The Bangladesh Bank has initiated the liquidation of five non-bank financial institutions (NBFIs) deemed financially unviable, acting under the provisions of the Bank Resolution Act, 2026. This decisive regulatory intervention targets People’s Leasing and Financial Services Limited, International Leasing and Financial Services Limited, Aviva Finance Company Limited, FAS Finance and Investment Limited, and Far East Finance and Investment Limited, following a comprehensive review of their Financial Viability Reports.
This action underscores a critical structural challenge within the NBFI sector, where asset quality degradation has rendered institutions insolvent. For instance, FAS Finance and Investment Limited reported a staggering non-performing loan (NPL) ratio of 99.99% as of December last year, with International Leasing and Financial Services Limited close behind at 99.44%. Such figures illuminate a nearly complete erosion of loan books, making continued operation unsustainable without radical intervention.
In parallel, four other NBFIs—Prime Finance and Investment Limited, GSP Finance Company (Bangladesh) Limited, Bangladesh Industrial Finance Company Limited (BIFC), and Premier Leasing and Finance Limited—have been granted a three-month window to execute rigorous restructuring plans. These mandates include injecting fresh capital from sponsor shareholders, divesting assets, and aggressively recovering defaulted loans to bolster liquidity, alongside submitting monthly progress reports to the central bank. This differentiated approach highlights the regulator’s attempt to triage distress based on perceived recovery potential.

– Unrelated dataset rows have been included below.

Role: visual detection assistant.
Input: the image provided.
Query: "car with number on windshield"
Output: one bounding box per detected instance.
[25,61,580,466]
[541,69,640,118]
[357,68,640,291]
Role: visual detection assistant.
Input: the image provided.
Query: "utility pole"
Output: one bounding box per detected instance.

A central tenet of the Bangladesh Bank’s strategy is the paramount protection of depositors. The liquidation process, affecting approximately 27,000 depositors and Tk2,700 crore in collective deposits across the five unviable firms, will be supported by a special fund established jointly by the government and the central bank. Initial repayment plans stipulate individual depositors will receive up to Tk10 lakh, a measure designed to provide immediate relief while broader recovery efforts proceed.
Before any repayments are disbursed, each institution slated for liquidation will undergo a mandatory forensic audit. This crucial step aims to systematically identify individuals responsible for financial irregularities, paving the way for legal action. This mechanism reinforces the principle of accountability, a vital component for restoring confidence and deterring future malfeasance within the financial system. The involvement of individuals like Prashanta Kumar (PK) Halder, who controlled four of the liquidated institutions, and Saiful Alam, who chaired Aviva Finance, will likely be a focus of these audits.
The Bangladesh Bank’s multifaceted response to the NBFI crisis—combining outright liquidation with structured recovery pathways—reflects a broader regulatory framework adjusting to systemic vulnerabilities. This action, guided by the Bank Resolution Act, 2026, sets a precedent for how financial distress will be managed in Bangladesh, emphasizing depositor security and the enforcement of financial discipline. It serves as a stark reminder that sustained financial health hinges on robust asset quality and diligent governance, with regulatory oversight serving as the ultimate backstop against market failures.